Categorias: Oriente Médio e Norte da África, Síria, Arte e Cultura, Guerra & Conflito, História, Mídia Cidadã, Política, Religião

Cidadela de Alepo em 2008. Cortesia de Jean-Baptiste Rabouan/Hemis.fr

A história da Síria tem sido transmitida de geração em geração de um milênio a outro. Subjugada como província romana sob o comando de Pompeu Magno [1] em 64 A.C., e controlada pelo regime otomano do Sultão Selim I [2] 16 séculos mais tarde, em 1516, o país tem experimentado as maiores conquistas militares do mundo. Os impérios que disputavam o domínio da região deixaram um legado arquitetônico e cultural variado, que foi transformado em patrimônio nacional. Para os sírios, a experiência de saborear as especiarias nos souqs de Aleppo [3], ou admirar a joia que é o teatro romano em Bosra, [4] é um direito de nascença.

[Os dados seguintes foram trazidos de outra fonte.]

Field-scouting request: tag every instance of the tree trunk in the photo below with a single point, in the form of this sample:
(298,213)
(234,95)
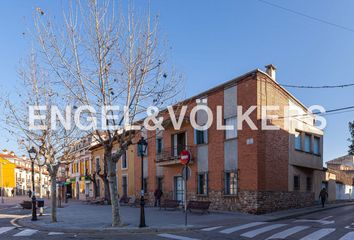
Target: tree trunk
(54,197)
(107,192)
(112,179)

Os lugares históricos da Síria têm confirmado sua fascinante história, mas a sua pulverização ao longo de uma guerra de seis anos que já custou mais de 400.000 [5] vidas e o deslocamento de mais da metade da população do país sugere que os futuros sírios, e o mundo em geral, poderão ser privados de sua longa história.

Os souqs de Alepo

A Cidade Antiga de Alepo, declarada como Patrimônio da Humanidade pela UNESCO [6] em 1986, sempre foi lugar de um centro comercial vibrante, onde rotas comerciais do oriente e do ocidente se encontravam, situada estrategicamente entre o Mar Mediterrâneo e a Mesopotâmia. Sua importância histórica é atribuída a sua localização em um dos extremos da Rota da Seda [7].

Uma das cidades habitadas mais antigas do mundo, ela tem sofrido uma das mais terríveis atrocidades da guerra.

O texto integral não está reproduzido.